These multiple factors trigger tremors that alter the business landscape and have significant implications for organisations operating in a globalised world. What worked yesterday is unlikely to be as effective today, and “business as usual” will be unprofitable.
Supply chain costs
One of the core impacts of re-globalisation is the transformation of supply chains, which have been stretched – and in some cases broken – by events of the last three years. As companies seek to optimise costs, diversify suppliers, and tap into emerging markets, supply chains are becoming more complex and geographically dispersed. But at what cost?
According to a recent KPMG report, 71% of global companies highlight raw material costs as their number one supply-chain threat for 2023. Also, over 7 out of 10 companies that announced a shift of their manufacturing locations between 2018-2023 moved operations into Asia. The same report found that 67% of organisations consider meeting customer expectations for faster delivery as a critical force influencing supply chain structure and flow.
As re-globalisation develops, certain regions are emerging as competitive hubs for manufacturing and technology. For instance, Latin America, Israel, the Middle East, and Southeast Asia are witnessing significant growth and becoming attractive business destinations. These regions offer new opportunities for companies seeking cost-effective production and expanding customer bases.
Companies must establish a robust financial infrastructure with global coverage to capitalise on these opportunities in emerging markets and remain agile and competitive while navigating the global economic downturn. Indeed, re-globalisation is transforming the global business landscape, emphasising the need for agile and adaptive strategies. As the world becomes more interconnected, businesses need to be able to make and receive payments in a variety of currencies. This point is especially true for companies that are operating in multiple markets.
What is an adaptive payments infrastructure?
The underpinning of secure and reliable payment infrastructure enables seamless cross-border transactions, facilitates currency conversion, and supports efficient cash management.

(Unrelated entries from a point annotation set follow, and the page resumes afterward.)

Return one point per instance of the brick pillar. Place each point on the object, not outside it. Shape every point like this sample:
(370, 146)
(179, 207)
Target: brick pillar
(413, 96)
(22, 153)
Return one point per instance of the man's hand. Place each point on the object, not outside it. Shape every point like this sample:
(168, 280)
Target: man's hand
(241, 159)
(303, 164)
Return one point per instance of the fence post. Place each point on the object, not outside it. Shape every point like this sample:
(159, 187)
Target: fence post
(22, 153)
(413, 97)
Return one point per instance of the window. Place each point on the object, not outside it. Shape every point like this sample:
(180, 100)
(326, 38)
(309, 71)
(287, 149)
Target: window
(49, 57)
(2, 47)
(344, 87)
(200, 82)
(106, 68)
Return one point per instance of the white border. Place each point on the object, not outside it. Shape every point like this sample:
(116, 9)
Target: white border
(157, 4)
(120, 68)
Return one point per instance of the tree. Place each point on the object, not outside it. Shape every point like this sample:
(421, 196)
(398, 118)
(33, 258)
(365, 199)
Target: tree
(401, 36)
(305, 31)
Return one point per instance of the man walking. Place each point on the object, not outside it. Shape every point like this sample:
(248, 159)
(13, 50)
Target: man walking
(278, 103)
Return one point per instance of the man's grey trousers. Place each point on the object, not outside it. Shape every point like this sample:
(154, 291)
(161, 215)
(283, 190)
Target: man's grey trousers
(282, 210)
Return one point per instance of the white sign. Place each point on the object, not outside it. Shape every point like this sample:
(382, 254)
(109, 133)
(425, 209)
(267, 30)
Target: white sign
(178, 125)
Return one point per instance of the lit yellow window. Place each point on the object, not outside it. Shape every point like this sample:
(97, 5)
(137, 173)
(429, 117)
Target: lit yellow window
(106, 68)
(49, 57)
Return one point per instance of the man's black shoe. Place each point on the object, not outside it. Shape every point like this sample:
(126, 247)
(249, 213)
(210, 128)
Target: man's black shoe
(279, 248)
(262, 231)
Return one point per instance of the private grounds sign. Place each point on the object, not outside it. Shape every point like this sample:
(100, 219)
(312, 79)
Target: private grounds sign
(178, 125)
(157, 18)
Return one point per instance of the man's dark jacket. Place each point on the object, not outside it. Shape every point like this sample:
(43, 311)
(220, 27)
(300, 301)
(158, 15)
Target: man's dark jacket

Traditional payment infrastructure will likely hinder progress and present problems in an increasingly digitalised world, such as limited currency and country options, high transaction costs and lengthy processing times. Further, old payment methods – including wire transfers and cheques – tend to be slow and expensive. They can also be difficult to use in some countries.
On the other hand, adaptive payment infrastructures:
• support a high volume of currencies and countries
• provide a consolidated view of global cash flows and company liquidity
• enable businesses to access cost-effective local payment rails
• are built API-first to accommodate direct software integration and programmatic automation
By boosting agility through the adoption of an adaptive global payments infrastructure, businesses can overcome the challenges of re-globalisation, streamline processes, and seize the opportunities it presents.
Moreover, partnering with a global payments provider that can offer businesses a range of services – including consolidated treasury management, currency conversion, transaction processing, and fraud prevention – frees up leaders and their teams to focus on quickly remapping their world rather than fretting about costly, ineffective and outdated payment infrastructure.
Organisations have to embrace payment solutions like Airwallex to future-proof operations and leverage emerging markets. By doing so, they can solve the challenges of global transactions, tap into cost-effective manufacturing locations, and meet customer expectations for speedy delivery.
Re-globalisation is here to stay
Ultimately, as the world continues to evolve and economic power re-balances, businesses prioritising adaptive global payments will be better positioned to seize opportunities, enhance their competitive advantage, and thrive. With a trusted global payments partner, progressive businesses will evolve operations and reposition themselves for success in an increasingly dynamic and interconnected global marketplace.